Sunday, April 30

walk in the woods

I went for a walk today to break in the hiking boots I got for my trip to Utah. Two things came of it:

Seeing shells, seeing bottles,
I learn the hunter's mantra:
beer then deer.

Feet, lost in forest:
one of the few times
when I know where I am.

The folly of "private property" occurred to me over and over as I wandered through land owned by various people. It was all forest. There were no boundaries there, no marks of any human kind (except for 100 year old, crumbling stone walls). I saw deer, I saw squirrels, I saw dried up streams and lively green ponds. I never wanted to "own" any of it; that would destroy the very thing that made the land so special. I simply wished to exist there, in the chaotic nest of creation, the thriving circle of death and rebirth. More traditional faculties kicked in, however, when I heard the sounds of a person not too far off; it sounded like they were revving a bike or quad engine or using some kind of power tool. I headed in the opposite direction. I left nothing behind me and took nothing with me, yet technically, I was breaking a law. For existing. Laws are funny.

I went to a book fair this morning and found the only three books that weren't about monotheism in the religion section; of them, I bought a historical look at buddhist development ("The Buddhist Tradition") and a collection of Zen stories ("Zen Flesh, Zen Bones"). The other book was about all the religions of India; it didn't particularly interest me. I also found a collection of Haikus (mostly Japanese) in the poetry section, so I've been playing with haikus in my head all day.

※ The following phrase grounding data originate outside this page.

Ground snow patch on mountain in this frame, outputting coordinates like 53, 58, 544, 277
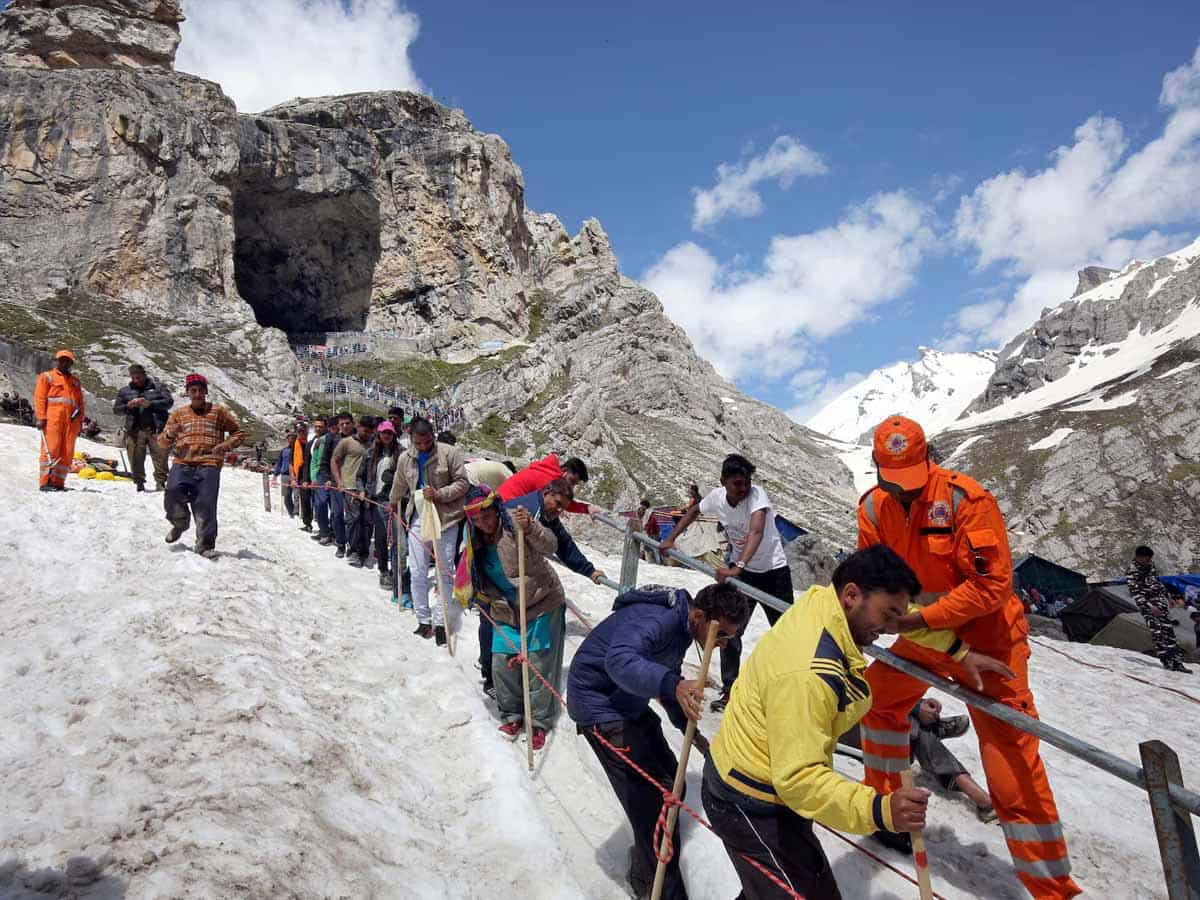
806, 348, 997, 444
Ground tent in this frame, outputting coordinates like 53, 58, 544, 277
1013, 554, 1089, 605
1059, 585, 1138, 643
1089, 612, 1155, 654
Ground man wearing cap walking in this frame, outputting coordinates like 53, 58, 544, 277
113, 364, 173, 492
157, 374, 244, 558
857, 416, 1080, 899
33, 349, 85, 492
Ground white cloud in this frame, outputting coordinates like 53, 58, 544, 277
786, 369, 867, 424
177, 0, 424, 114
951, 43, 1200, 345
644, 191, 933, 380
691, 136, 828, 230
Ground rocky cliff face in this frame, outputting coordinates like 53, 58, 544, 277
0, 0, 183, 70
0, 0, 856, 547
939, 239, 1200, 577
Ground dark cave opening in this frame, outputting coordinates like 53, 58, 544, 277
232, 186, 381, 335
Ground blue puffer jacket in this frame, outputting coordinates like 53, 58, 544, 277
566, 586, 692, 731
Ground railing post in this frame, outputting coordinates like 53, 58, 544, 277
619, 522, 640, 594
261, 473, 272, 513
1141, 740, 1200, 899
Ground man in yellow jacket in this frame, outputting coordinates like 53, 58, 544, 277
704, 544, 1012, 899
34, 349, 84, 491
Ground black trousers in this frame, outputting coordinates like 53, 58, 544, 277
164, 465, 221, 552
721, 566, 793, 691
581, 710, 688, 900
296, 481, 313, 526
702, 760, 842, 900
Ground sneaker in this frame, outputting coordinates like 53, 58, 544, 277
310, 532, 325, 541
976, 804, 999, 824
434, 626, 447, 646
498, 721, 522, 740
401, 593, 413, 610
198, 548, 219, 560
482, 678, 496, 700
414, 623, 433, 639
300, 524, 313, 532
378, 571, 391, 589
335, 545, 346, 559
1171, 661, 1193, 674
348, 553, 364, 568
39, 485, 56, 492
934, 715, 971, 740
710, 690, 731, 712
165, 525, 186, 544
872, 830, 913, 854
531, 727, 546, 751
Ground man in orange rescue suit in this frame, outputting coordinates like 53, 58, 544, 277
858, 415, 1081, 899
34, 349, 85, 492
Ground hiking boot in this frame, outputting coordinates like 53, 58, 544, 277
434, 625, 447, 646
872, 830, 912, 854
710, 690, 731, 712
414, 623, 433, 639
498, 721, 523, 740
335, 545, 346, 559
531, 727, 547, 751
934, 715, 970, 740
165, 524, 186, 544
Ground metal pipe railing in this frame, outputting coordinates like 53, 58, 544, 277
588, 509, 1200, 818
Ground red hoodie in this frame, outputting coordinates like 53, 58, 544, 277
497, 453, 590, 514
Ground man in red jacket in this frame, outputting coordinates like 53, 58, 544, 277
498, 453, 592, 513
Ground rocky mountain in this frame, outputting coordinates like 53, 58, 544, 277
938, 238, 1200, 577
806, 347, 997, 443
0, 0, 857, 552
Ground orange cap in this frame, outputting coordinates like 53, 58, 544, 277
872, 416, 930, 491
55, 348, 75, 361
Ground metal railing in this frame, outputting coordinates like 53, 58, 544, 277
589, 510, 1200, 899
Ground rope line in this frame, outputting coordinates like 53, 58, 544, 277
1029, 637, 1200, 707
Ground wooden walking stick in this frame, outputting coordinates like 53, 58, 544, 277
517, 524, 534, 771
900, 769, 934, 900
650, 619, 720, 900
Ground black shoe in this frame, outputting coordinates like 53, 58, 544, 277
378, 571, 391, 588
414, 623, 433, 640
335, 545, 346, 559
39, 485, 55, 492
165, 525, 186, 544
872, 830, 913, 854
310, 532, 325, 541
434, 626, 447, 646
300, 524, 313, 532
710, 690, 731, 712
1171, 661, 1193, 674
349, 554, 364, 568
136, 482, 145, 493
934, 715, 971, 739
482, 678, 496, 700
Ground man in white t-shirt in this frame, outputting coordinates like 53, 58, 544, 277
659, 453, 794, 710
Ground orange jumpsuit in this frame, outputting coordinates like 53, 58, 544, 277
858, 465, 1081, 899
33, 368, 85, 489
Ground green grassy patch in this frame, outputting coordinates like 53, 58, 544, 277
462, 412, 512, 455
527, 290, 550, 340
1169, 463, 1200, 482
587, 462, 625, 510
333, 346, 525, 399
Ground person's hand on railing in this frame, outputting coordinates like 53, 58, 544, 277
590, 569, 607, 584
658, 535, 676, 554
960, 649, 1016, 690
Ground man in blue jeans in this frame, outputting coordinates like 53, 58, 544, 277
307, 416, 339, 546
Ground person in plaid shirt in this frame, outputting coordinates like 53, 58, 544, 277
157, 373, 244, 558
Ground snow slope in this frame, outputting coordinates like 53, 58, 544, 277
806, 348, 997, 443
2, 423, 1197, 899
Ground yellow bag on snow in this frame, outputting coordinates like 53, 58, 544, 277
78, 467, 97, 479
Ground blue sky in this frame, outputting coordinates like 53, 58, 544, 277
167, 3, 1200, 416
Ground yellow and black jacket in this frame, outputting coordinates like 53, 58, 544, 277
709, 584, 967, 834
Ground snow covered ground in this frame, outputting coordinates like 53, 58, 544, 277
2, 422, 1198, 899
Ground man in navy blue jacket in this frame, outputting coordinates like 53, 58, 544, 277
568, 582, 748, 900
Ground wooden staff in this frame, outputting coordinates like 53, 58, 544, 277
517, 525, 534, 770
650, 619, 720, 900
900, 769, 934, 900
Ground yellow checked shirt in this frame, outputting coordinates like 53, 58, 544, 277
709, 584, 969, 835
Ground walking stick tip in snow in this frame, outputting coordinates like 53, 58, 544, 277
517, 525, 534, 771
899, 768, 934, 900
650, 619, 720, 900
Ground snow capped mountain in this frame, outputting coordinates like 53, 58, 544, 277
806, 347, 997, 443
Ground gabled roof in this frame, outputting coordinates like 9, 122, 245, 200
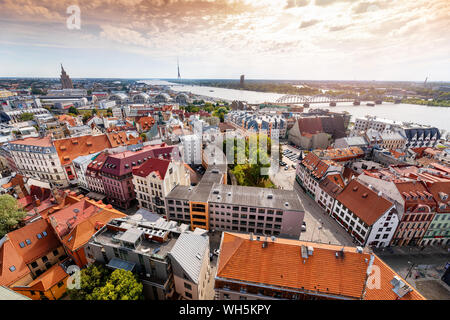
132, 158, 171, 180
168, 233, 209, 284
336, 179, 393, 226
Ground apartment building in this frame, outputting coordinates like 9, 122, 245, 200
295, 151, 343, 201
353, 116, 402, 133
6, 136, 67, 187
421, 182, 450, 246
85, 213, 205, 300
85, 152, 108, 195
331, 179, 399, 247
181, 134, 202, 165
132, 158, 190, 215
168, 232, 211, 300
390, 181, 436, 246
214, 232, 425, 300
72, 152, 100, 190
166, 166, 305, 239
100, 143, 180, 209
0, 218, 70, 300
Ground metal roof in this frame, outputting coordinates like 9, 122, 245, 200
168, 233, 209, 284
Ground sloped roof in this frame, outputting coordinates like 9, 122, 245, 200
6, 218, 61, 264
132, 158, 171, 180
168, 233, 209, 284
336, 179, 393, 226
61, 209, 126, 251
17, 264, 68, 292
217, 233, 369, 299
53, 134, 113, 166
217, 233, 425, 300
364, 255, 425, 300
0, 237, 30, 286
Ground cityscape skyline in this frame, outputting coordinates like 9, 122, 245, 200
1, 0, 449, 81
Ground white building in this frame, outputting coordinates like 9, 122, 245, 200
6, 136, 67, 187
132, 158, 190, 215
331, 179, 399, 247
181, 134, 202, 165
72, 152, 100, 190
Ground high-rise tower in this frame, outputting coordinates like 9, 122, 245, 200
177, 58, 181, 80
60, 64, 73, 89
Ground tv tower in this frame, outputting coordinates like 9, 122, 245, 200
177, 57, 181, 80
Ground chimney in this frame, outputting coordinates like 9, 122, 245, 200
249, 232, 254, 241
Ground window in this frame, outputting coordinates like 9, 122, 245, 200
53, 249, 59, 256
9, 265, 16, 272
184, 282, 192, 290
185, 292, 193, 298
42, 231, 47, 237
36, 233, 42, 239
19, 242, 25, 248
57, 281, 64, 288
31, 261, 38, 268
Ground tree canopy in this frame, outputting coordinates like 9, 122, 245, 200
68, 106, 79, 115
0, 194, 27, 237
68, 265, 143, 300
88, 269, 143, 300
19, 112, 35, 122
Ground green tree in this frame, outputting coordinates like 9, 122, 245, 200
92, 108, 98, 115
106, 108, 113, 117
68, 106, 79, 115
82, 112, 92, 124
19, 112, 34, 121
68, 263, 110, 300
88, 269, 143, 300
140, 133, 148, 142
0, 195, 27, 237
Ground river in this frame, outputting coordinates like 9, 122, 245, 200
139, 80, 450, 132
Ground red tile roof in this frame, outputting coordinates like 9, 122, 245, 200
336, 180, 393, 226
16, 264, 68, 292
132, 158, 171, 180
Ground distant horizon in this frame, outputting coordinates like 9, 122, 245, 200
1, 1, 449, 81
1, 77, 449, 84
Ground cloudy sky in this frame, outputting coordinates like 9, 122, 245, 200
1, 0, 449, 80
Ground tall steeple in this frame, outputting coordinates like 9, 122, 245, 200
60, 63, 73, 89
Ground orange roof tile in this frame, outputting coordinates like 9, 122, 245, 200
217, 233, 369, 299
0, 238, 30, 287
17, 264, 68, 292
53, 134, 112, 166
61, 210, 125, 251
336, 180, 393, 226
364, 255, 425, 300
6, 219, 61, 265
217, 233, 425, 300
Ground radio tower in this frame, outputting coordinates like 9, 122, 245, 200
177, 57, 181, 80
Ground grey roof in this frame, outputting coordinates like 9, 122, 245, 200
118, 228, 143, 244
168, 233, 209, 284
0, 286, 31, 300
208, 183, 304, 211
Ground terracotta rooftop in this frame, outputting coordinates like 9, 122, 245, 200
53, 134, 113, 166
16, 263, 68, 292
61, 209, 125, 251
336, 179, 393, 226
217, 233, 424, 300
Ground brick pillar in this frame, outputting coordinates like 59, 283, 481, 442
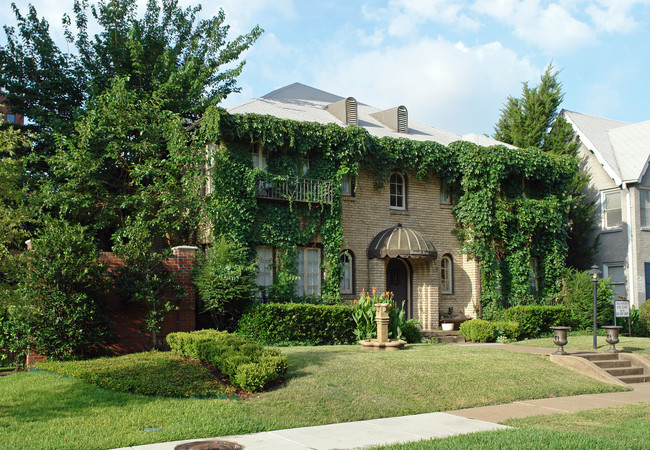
171, 246, 198, 332
26, 350, 47, 367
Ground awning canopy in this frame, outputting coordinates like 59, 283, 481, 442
366, 223, 437, 259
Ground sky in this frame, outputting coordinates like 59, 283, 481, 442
2, 0, 650, 135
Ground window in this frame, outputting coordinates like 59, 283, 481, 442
299, 156, 309, 175
529, 258, 539, 295
602, 190, 622, 229
6, 113, 15, 124
251, 142, 267, 170
341, 174, 354, 196
604, 263, 626, 300
441, 254, 453, 294
296, 247, 321, 296
641, 189, 650, 228
256, 246, 273, 290
389, 172, 406, 209
440, 180, 452, 205
339, 251, 353, 294
204, 143, 216, 196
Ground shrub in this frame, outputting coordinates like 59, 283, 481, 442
352, 288, 407, 341
496, 305, 570, 339
167, 329, 287, 392
194, 236, 257, 331
459, 319, 496, 342
617, 306, 650, 337
401, 319, 423, 343
493, 320, 521, 341
557, 269, 614, 330
237, 302, 355, 345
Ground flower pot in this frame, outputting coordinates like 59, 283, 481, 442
441, 322, 454, 331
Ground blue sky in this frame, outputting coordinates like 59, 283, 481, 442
2, 0, 650, 135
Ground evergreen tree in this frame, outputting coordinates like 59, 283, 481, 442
494, 64, 598, 269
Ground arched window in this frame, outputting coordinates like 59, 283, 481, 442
389, 172, 406, 209
441, 254, 453, 294
339, 251, 353, 294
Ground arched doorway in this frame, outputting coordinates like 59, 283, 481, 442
386, 258, 410, 317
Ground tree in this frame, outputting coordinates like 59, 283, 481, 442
494, 64, 598, 269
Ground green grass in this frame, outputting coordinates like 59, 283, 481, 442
514, 334, 650, 359
373, 402, 650, 449
0, 344, 626, 449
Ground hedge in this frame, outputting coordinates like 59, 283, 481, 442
167, 329, 288, 392
459, 319, 496, 343
495, 305, 570, 339
237, 302, 356, 345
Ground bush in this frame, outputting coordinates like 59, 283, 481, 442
496, 305, 570, 339
352, 288, 407, 341
617, 306, 650, 337
493, 320, 521, 341
194, 236, 257, 331
167, 329, 287, 392
401, 319, 423, 343
459, 319, 496, 343
557, 269, 614, 330
237, 302, 355, 345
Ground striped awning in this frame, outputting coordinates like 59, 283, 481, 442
366, 223, 437, 259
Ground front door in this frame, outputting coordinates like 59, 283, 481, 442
387, 258, 409, 317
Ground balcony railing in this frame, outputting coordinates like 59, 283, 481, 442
256, 176, 333, 204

My uncle came over for dinner and I watched sports with him and my father. I don't typically watch sports, but I thought I'd try it today so I could be with family. By the end of the game I was even rooting for a side (Not wanting to spoil it, I didn't divulge my philosophy on sports: that every team is logically equivalent since players and coaches are swapped around incessantly) along with my dad and uncle. That side lost by a point.